While --profile OPG044:L29P --profile OPG105:Q284P
(seperate --profile) matches to genomes that share either the OPG044:L29P
OR OPG105:Q284P
variation OR both. Accordingly, using the option ^ profiles can be defined that have not to be present in the matched genomes.
There are additional options to adjust the matching.
option | description |
---|---|
--count | count matching genomes only |
--format {csv,tsv} | output format (default: tsv) |
TIP 🕯️: use
sonar match -h
to see all available arguments.
More example in match commnad;
NOTE 🤨: The match command will default get all mutation profiles from the database regardless of reference.
# get all mutations
sonar match
# get all mutations which the sequence data were aligned with reference genome NC_063383.1
sonar match -r NC_063383.1
# --count to count the result of reference NC_063383.1
sonar match -r NC_063383.1 --count
NOTE 🤨: Currently, if we run
sonar match --count
, it will count the result by sample name.
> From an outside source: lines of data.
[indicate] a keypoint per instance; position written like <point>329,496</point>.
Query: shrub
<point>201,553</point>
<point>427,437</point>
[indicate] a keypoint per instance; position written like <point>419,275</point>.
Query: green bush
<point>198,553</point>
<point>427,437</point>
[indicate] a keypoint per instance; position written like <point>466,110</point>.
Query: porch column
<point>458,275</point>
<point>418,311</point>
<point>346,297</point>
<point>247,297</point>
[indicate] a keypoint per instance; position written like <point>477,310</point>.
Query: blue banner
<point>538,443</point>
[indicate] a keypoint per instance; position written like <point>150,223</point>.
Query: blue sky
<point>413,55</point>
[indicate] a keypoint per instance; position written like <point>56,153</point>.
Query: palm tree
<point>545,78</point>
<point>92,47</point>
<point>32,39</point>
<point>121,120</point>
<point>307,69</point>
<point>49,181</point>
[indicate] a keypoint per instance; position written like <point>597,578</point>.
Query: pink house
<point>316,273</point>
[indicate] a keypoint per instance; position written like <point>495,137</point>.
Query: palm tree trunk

This behavior will change soon.
# Combine with meta info.
# Samples are collected on first of May 2022
sonar match -r NC_063383.1 --COLLECTION_DATE 2022-05-01
# matching genomes with specific IDs
sonar match --sample ID-001 ID-001 ID-002
We use ^
as a "NOT" operator. We put it before any conditional statement to negate, exclude or filter the result.
# get sequences aligned with NC_063383.1 and was not collected on 2022-01-01.
sonar match -r NC_063383.1 --COLLECTION_DATE ^2022-05-01
More example in --profile
match
# combine search: AA profile OR NT profile case
sonar match --profile OPG044:L29P --profile T28175C
# AA profile AND NT profile case
sonar match --profile OPG197:del:34-35 del:133188-133197
# exact match of X or N , we use small x for AA and small n for NT
# this will match MPXV-UK_P2-067:T607x
sonar match --profile MPXV-UK_P2-067:T607x
# this will match A17328N
sonar match --profile A173289n
# speacial case, we can combine exact match and any match in alternate postion.
sonar match --profile A2145nN
# this will look in ('NG', 'NB', 'NT', 'NM', 'NS', 'NV', 'NA', 'NH',
# 'ND', 'NY', 'NR', 'NW', 'NK', 'NN', 'NC')
sonar match --profile A2145C --COLLECTION_DATE 2022-05-31
More example; property match
# query with integer type
# by default we use = (equal) operator
sonar match --AGE 25
# however, if we want to query with comparison operators (e.g., >, !=, <, >=, <=)
# , just add " " (double quote) around values.
sonar match --AGE ">25"
sonar match --AGE ">=25" "<=30" # AND Combination: >=25 AND <=30
sonar match --AGE "!=60"
# Seqeunce LENGTH in range
sonar match --LENGTH 10641:10658
# 10641, 10642, 10643, .... 10658
# Date Range
# Sample were collected in 2022
sonar match --COLLECTION_DATE 2022-01-01:2022-12-31
TIP 🕯️: Don't forget
sonar list-prop
to list all properties
Export to CSV/TSV file
MpoxSonar can return results in different formats: --format ["csv", "tsv"]
# example command
sonar match --format tsv -o out.csv
# in csv format
sonar match --profile G3120A --COLLECTION_DATE 2022-05-31 --format csv -o out.csv
NOTE 📌: accessions.txt has to contain one ID per line.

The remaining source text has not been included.